Moreover, very few morphological characters are useful in Eucomis. Those that have been investigated are compared in Table 2. Genome size as investigated here (Tables 1, 2) complements the work based mainly on morphological characters of (Reyneke 1972).
The evolutionary origin of the tetraploid species
Ploidy seems to play a bigger role than envisioned in the speciation of Eucomis. Earlier cytological investigation of Eucomis has shown that about half the species are diploid (Reyneke and Liebenberg 1980), and this is confirmed here (Table 1). Only in E. comosa was a pentaploid found.

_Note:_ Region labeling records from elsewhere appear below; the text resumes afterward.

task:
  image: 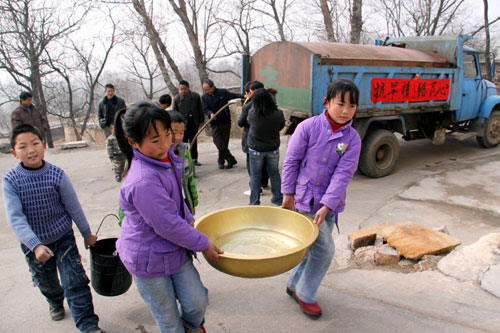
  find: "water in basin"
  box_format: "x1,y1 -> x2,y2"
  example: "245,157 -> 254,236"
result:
214,227 -> 302,255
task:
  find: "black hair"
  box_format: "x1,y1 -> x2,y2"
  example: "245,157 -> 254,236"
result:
10,124 -> 45,149
249,81 -> 264,90
203,79 -> 214,88
158,94 -> 172,107
252,88 -> 276,116
115,101 -> 171,175
326,79 -> 359,105
168,111 -> 186,124
243,81 -> 253,93
19,91 -> 33,101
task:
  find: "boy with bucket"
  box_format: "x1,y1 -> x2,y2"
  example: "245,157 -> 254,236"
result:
2,125 -> 104,333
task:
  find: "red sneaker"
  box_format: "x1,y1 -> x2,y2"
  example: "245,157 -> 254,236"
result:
293,292 -> 322,319
184,326 -> 207,333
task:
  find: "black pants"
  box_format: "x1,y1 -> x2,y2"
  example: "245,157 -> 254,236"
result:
182,117 -> 198,160
212,123 -> 234,164
247,153 -> 269,187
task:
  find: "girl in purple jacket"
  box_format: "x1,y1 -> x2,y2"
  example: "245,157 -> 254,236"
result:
281,79 -> 361,318
115,102 -> 222,333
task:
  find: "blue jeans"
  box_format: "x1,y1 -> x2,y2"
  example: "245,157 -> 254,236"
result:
287,211 -> 338,304
133,257 -> 208,333
248,149 -> 283,205
21,230 -> 99,332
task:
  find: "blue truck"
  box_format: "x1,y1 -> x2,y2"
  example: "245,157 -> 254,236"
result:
242,35 -> 500,178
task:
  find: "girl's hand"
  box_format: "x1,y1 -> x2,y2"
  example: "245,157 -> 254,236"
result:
84,235 -> 97,249
281,194 -> 295,210
203,242 -> 224,260
33,244 -> 54,262
313,206 -> 329,225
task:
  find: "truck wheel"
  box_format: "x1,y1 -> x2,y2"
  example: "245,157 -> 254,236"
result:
476,111 -> 500,148
359,129 -> 399,178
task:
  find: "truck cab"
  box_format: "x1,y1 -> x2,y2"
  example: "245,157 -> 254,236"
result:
242,35 -> 500,177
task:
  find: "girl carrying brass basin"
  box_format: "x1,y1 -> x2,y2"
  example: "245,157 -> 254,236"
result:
195,206 -> 318,278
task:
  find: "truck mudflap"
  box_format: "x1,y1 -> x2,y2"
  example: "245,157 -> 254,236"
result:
479,96 -> 500,124
354,115 -> 406,140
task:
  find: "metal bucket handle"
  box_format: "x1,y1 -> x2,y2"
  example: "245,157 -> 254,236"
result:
95,213 -> 120,237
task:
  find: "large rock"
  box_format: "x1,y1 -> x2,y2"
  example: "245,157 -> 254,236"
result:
480,265 -> 500,298
414,254 -> 443,272
438,233 -> 500,282
387,222 -> 460,260
354,245 -> 379,265
375,244 -> 399,265
347,222 -> 391,250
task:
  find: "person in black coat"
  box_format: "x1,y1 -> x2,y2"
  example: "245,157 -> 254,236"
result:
247,88 -> 285,206
201,79 -> 243,169
97,83 -> 127,137
238,81 -> 269,196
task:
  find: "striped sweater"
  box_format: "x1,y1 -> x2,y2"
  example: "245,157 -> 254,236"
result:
2,162 -> 90,251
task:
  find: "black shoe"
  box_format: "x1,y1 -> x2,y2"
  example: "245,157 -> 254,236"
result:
86,327 -> 106,333
49,304 -> 64,321
271,199 -> 283,207
226,157 -> 238,169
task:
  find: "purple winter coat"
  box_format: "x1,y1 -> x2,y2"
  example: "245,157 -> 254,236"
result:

Polyploid tulips are concentrated in the middle and upper mountains, whereas the diploids are mainly found in the deserts and lower mountains (Botschantzeva 1962). The opposite seems true for Eucomis with all the diploid species (except certain forms of E. regia) occurring high up in the mountains. In most cases polyploidy is not an argument (any longer) to assign a taxon specific status (Woods and Bamford 1937). The origin of the tetraploid species of Eucomis is unknown so far. Reyneke and Liebenberg (1980) state that all tetraploids are allotetraploids. These allotetraploids must be derived from two different diploid parents. Moreover, it seems likely that plants with sweet smells have pollinators different from those with fetid smells. Besides, sweet-smelling E. autumnalis, E. pallidiflora and E. comosa have morphologically most in common with sweet-smelling E. amaryllidifolia. So if these sweet tetraploids have two different sweet diploid parents, they are likely to be: E. amaryllidifolia and E. zambesiaca. The very large coma bracts and lower amount of nuclear DNA of the sweet-scented E. grimshawii do not seem to fit in here. Different forms of each diploid species and local adaptations might have resulted in the end in “different” tetraploid species. The two fetid tetraploids E. humilis and E. montana are morphologically most similar to E. bicolor. Therefore, their parents could be the fetid E. bicolor and E. schijffii. The heavily maroon spotted upper leaf surfaces of E. vandermerwei seem to exclude it as a parent. Just doubling E. bicolor (→51.4 pg) would give too high a value, unless genome downsizing has taken place, as often happens in tetraploids. The above hypotheses are not in contradiction with the amounts of nuclear DNA as measured here.
Conclusions
Flow cytometry can be considered as a quick and useful method to produce a systematic data source. Moreover, it can be used to investigate imported bulbs, precluding the need to grow them to maturity for identification purposes. The difference between the highest and lowest DNA contents for the diploids is about 10 pg. This 50% increase in DNA content without changing the number of chromosomes must be the result of a vast number of genomic changes. Depending on the size of the total genome, 1 pg amounts to several thousand genes. Therefore, flow cytometry is not a one-character-based taxonomy as the largest genome contains roughly 1010 more base pairs than the smallest and has chromosomes that are on average 50% longer. The data presented here for DNA content agree in most respects with the most recent classification of Eucomis. Flow cytometry as a taxonomic and diagnostic tool is applicable even in the case of dormant bulbs or sterile plants, and therefore has applications for conservation monitoring.